Чёрные скалы, несмотря на свое мрачно-поэтическое название, были не чёрными, а тёмно-серыми, чёрными они казались лишь издали, с моря, да и то в ненастную погоду. В скалах имелось большое количество бухт и бухточек, удачно спрятанных природой от постороннего глаза, а также располагались пещеры и каменоломни, являвшие собой сложный и запутанный лабиринт, чрезвычайно удобный для хранения «неуказанных» товаров и нахождения лиц, объявленных вне закона. Словом, это было место запрещенной торговли и пристанище беглых преступников, странный, но подчиненный определённым законам мир, оживавший в тёмное время суток.

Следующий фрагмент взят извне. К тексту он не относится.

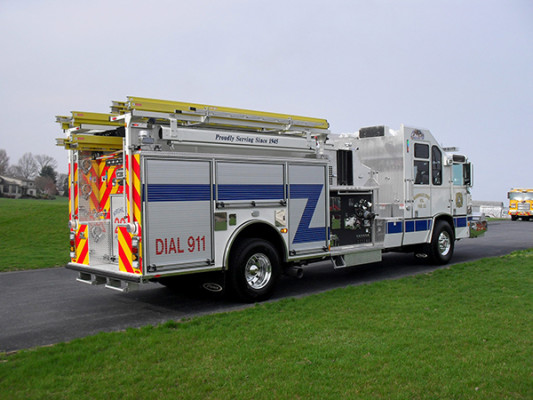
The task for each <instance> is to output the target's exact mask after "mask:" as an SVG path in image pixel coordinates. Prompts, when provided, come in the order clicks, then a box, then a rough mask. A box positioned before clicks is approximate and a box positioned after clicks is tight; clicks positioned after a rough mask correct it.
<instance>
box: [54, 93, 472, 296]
mask: <svg viewBox="0 0 533 400" xmlns="http://www.w3.org/2000/svg"><path fill="white" fill-rule="evenodd" d="M57 122H59V123H60V124H61V126H62V129H63V131H64V134H65V135H64V137H63V138H61V139H58V145H60V146H64V147H65V148H66V149H67V150H68V154H69V221H70V222H69V227H70V259H71V261H70V263H69V264H68V266H67V268H69V269H72V270H75V271H77V272H78V278H77V279H78V281H80V282H84V283H88V284H91V285H100V284H102V285H105V286H106V287H108V288H111V289H115V290H119V291H122V292H126V291H129V290H132V289H135V288H138V287H139V285H141V284H145V283H148V282H158V283H161V284H164V285H167V286H172V285H174V284H177V283H179V282H180V280H182V279H183V278H184V277H185V276H189V277H190V276H194V277H196V278H199V279H200V280H202V279H203V280H204V281H205V282H204V286H205V287H206V288H208V289H209V288H210V289H211V290H223V291H225V292H227V293H231V294H232V295H234V296H235V297H237V298H238V299H240V300H242V301H247V302H255V301H262V300H265V299H267V298H269V297H270V296H271V295H272V293H273V290H274V288H275V285H276V282H277V280H278V278H279V277H280V276H281V275H282V274H290V275H293V276H297V277H300V276H301V275H302V273H303V270H304V269H305V266H307V265H309V264H311V263H314V262H318V261H322V262H329V263H331V266H332V268H347V267H351V266H356V265H361V264H367V263H374V262H379V261H381V259H382V254H383V253H384V252H387V251H402V252H412V253H413V254H415V255H416V256H418V257H422V258H427V260H428V261H431V262H433V263H436V264H446V263H448V262H449V261H450V259H451V258H452V255H453V252H454V243H455V241H456V240H459V239H462V238H467V237H469V236H470V225H471V222H472V216H471V212H472V207H471V196H470V188H471V186H472V184H473V176H472V164H471V163H470V162H469V161H468V160H467V158H466V157H465V156H462V155H457V154H449V153H447V152H446V151H445V150H444V149H443V148H442V147H441V146H440V145H439V144H438V142H437V140H436V139H435V138H434V136H433V135H432V134H431V133H430V132H429V131H428V130H426V129H418V128H411V127H406V126H401V127H400V129H398V130H392V129H389V128H388V127H386V126H374V127H367V128H362V129H360V130H359V131H358V132H357V133H356V134H352V135H334V134H332V133H331V132H330V131H329V123H328V121H327V120H325V119H320V118H309V117H301V116H296V115H288V114H276V113H268V112H260V111H251V110H244V109H235V108H228V107H216V106H210V105H203V104H192V103H183V102H175V101H166V100H157V99H148V98H140V97H128V98H127V101H123V102H119V101H115V102H112V105H111V112H110V113H92V112H79V111H73V112H72V113H71V115H70V116H58V117H57ZM214 276H216V279H215V278H214Z"/></svg>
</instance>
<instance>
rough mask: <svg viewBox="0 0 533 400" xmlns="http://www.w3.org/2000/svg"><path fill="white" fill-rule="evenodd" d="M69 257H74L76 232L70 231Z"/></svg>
mask: <svg viewBox="0 0 533 400" xmlns="http://www.w3.org/2000/svg"><path fill="white" fill-rule="evenodd" d="M70 258H71V259H74V258H76V234H75V233H74V232H70Z"/></svg>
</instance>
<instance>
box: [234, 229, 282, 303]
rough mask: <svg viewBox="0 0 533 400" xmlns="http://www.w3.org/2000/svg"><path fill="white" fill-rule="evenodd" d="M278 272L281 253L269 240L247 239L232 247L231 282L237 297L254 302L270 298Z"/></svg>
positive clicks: (264, 299) (274, 285)
mask: <svg viewBox="0 0 533 400" xmlns="http://www.w3.org/2000/svg"><path fill="white" fill-rule="evenodd" d="M279 275H280V261H279V255H278V253H277V251H276V249H275V248H274V246H272V244H270V243H269V242H267V241H264V240H262V239H245V240H243V241H241V242H240V243H238V244H237V245H236V246H235V247H234V248H232V250H231V254H230V260H229V273H228V286H229V289H230V293H231V294H233V295H234V296H235V297H236V298H237V299H238V300H241V301H244V302H247V303H253V302H259V301H263V300H266V299H268V298H270V296H272V293H273V292H274V288H275V286H276V282H277V280H278V278H279Z"/></svg>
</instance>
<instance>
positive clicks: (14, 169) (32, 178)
mask: <svg viewBox="0 0 533 400" xmlns="http://www.w3.org/2000/svg"><path fill="white" fill-rule="evenodd" d="M13 172H14V173H15V174H16V176H18V177H20V178H23V179H33V178H35V176H37V174H38V173H39V166H38V165H37V163H36V162H35V159H34V158H33V155H32V154H31V153H24V155H23V156H22V157H20V159H19V161H18V163H17V165H16V166H15V168H13Z"/></svg>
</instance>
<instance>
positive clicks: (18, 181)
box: [0, 176, 37, 199]
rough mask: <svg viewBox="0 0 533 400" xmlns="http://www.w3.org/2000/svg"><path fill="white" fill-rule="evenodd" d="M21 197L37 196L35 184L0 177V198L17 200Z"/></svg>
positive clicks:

Днем Чёрные скалы были восхитительным уголком природы: причудливое гигантское нагромождение камня, летом – украшенное яркой зеленью, с высоты которого открывались виды один другого краше. В солнечную погоду горизонт отодвигался далеко-далеко, так, что под небом из светлой лазури можно было разглядеть и корабли в открытом море, и серые дымовые струйки, курящиеся над степными селениями.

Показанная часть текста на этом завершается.